A Continuum of Deviance-From Motorcyclist to Outlaw Biker

Frank Heley 2009

INTRODUCTION

The purpose of this report is to examine the deviant subculture of bikers and outlaw motorcycle clubs and determine the sources of the deviance and what factors contribute to increased deviance as deeper immersion in the subculture occurs, eventually culminating in serious, organized criminal enterprise. I believe that there is a continuum of deviance that starts at an individual’s basic socio-economic level and is coupled with an interest in motorcycling and upon entry into the subculture there is a natural progression toward deeper deviance. Most of the general observations contained here about bikers and the lifestyle come from my personal observations over the years, both in Fargo, ND and Dallas, TX. From 1986, when I bought my first motorcycle to 2003, when life’s circumstances took precedence over riding, I worked for and with bikers, had friends who were bikers, and I spent time in biker and biker friendly bars.

DEFINITIONS

To facilitate the exploration of the continuum of deviance within the biker subculture, it is important to provide some context and definitions. The term one percenter is common amongst the vernacular of bikers and law enforcement alike. The term is said to have reportedly originated from an American Motorcycle Association estimate in the ‘40’s that one percent of motorcyclists were causing trouble for all motorcyclists (Barker, 2004).
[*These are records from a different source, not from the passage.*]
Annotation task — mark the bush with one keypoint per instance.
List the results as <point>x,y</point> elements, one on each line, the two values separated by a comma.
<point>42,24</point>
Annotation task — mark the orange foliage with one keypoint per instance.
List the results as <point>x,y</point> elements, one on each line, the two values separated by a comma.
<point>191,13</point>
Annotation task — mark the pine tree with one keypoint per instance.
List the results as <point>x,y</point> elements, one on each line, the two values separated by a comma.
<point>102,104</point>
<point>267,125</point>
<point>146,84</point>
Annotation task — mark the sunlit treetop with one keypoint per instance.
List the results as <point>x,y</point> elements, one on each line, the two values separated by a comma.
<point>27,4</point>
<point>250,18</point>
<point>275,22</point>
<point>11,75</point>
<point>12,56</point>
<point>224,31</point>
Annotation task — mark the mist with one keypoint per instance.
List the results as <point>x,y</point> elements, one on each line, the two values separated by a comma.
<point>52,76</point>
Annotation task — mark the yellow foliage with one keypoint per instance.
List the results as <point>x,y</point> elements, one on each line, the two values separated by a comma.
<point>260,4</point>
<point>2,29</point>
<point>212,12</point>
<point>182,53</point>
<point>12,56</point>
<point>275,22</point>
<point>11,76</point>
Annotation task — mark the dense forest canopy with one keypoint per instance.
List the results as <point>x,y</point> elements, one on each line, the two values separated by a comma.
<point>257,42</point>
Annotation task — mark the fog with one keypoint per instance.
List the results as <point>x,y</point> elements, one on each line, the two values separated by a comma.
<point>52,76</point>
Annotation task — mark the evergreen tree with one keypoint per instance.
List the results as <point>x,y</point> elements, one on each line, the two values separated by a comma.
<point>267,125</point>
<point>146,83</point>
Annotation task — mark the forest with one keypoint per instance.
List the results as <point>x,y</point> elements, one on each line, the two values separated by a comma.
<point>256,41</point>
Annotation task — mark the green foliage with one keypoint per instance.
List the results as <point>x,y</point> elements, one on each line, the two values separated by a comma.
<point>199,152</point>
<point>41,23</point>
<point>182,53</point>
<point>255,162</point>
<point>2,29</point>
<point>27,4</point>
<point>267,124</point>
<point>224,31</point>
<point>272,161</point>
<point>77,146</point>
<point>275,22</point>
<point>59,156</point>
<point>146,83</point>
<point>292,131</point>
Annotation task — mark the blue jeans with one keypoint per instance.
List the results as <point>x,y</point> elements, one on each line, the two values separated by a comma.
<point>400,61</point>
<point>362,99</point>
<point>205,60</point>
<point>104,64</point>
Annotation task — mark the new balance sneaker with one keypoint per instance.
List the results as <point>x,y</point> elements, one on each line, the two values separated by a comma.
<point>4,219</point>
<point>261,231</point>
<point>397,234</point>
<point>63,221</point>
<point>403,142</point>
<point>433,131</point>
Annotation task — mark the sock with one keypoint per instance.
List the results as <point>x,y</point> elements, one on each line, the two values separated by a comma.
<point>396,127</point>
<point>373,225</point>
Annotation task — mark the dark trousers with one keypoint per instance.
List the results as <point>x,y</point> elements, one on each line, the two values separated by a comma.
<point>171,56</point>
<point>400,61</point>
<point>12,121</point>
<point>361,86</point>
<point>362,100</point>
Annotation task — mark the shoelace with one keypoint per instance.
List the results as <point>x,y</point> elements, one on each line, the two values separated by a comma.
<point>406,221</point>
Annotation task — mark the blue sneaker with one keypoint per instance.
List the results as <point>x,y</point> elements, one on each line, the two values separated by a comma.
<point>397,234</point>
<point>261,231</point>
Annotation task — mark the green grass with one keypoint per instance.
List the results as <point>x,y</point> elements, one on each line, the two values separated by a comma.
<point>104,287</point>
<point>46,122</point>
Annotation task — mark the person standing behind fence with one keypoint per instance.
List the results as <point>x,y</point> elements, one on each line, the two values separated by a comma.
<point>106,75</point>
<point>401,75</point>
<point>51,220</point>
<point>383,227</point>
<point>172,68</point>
While the term is used with little empirical evidence and subject to disagreement as to the exact origin, it has become so commonplace as to be a legitimate label for outlaw motorcycle gangs and their members (Heley, Personal Knowledge).

The use of the term gang is also related to those who invoke it. The members themselves will always refer to themselves as a club. The press and law enforcement will frequently if not exclusively, use the term gang to define motorcycling organizations whose members engage in or are believed to engage in criminal activities (Quinn & Koch, 2003). This may institute a degree of bias into sociological and law enforcement analysis of these organizations. Minnesota statute defines a criminal gang as an organization consisting of three or more individual which has as one of its primary activities, is the engagement in felony level criminal activities, who have a common name, sign or symbol who individually or collectively currently or have in the past engaged in a pattern of criminal activity. In this report the term motorcycle club (MC) and outlaw motorcycle club will be utilized rather than gang but the term 1% in reference to clubs and members will be used to give a better indication of the level of deviance and criminal activity in MCs that are being addressed.

It is important to recognize that amongst the thousands of MCs, are around 300 that are one-percenters. (Barker, 2005) Amongst those are a handful of MCs that have been more than prominent in the eyes of the public, press, and law enforcement. The Big Five as described by Barker, the Hell’s Angels, the Bandidos, the Pagans, the Outlaws, and the Sons of Silence have distinguished themselves from other 1% clubs through size, criminal activity, prosecution, and press coverage. There are also a number of 1% clubs that are major independents in that they are limited by the number of chapters, member strength, and lack of affiliation or geographical competition with the Big Five. (Barker, 2005) 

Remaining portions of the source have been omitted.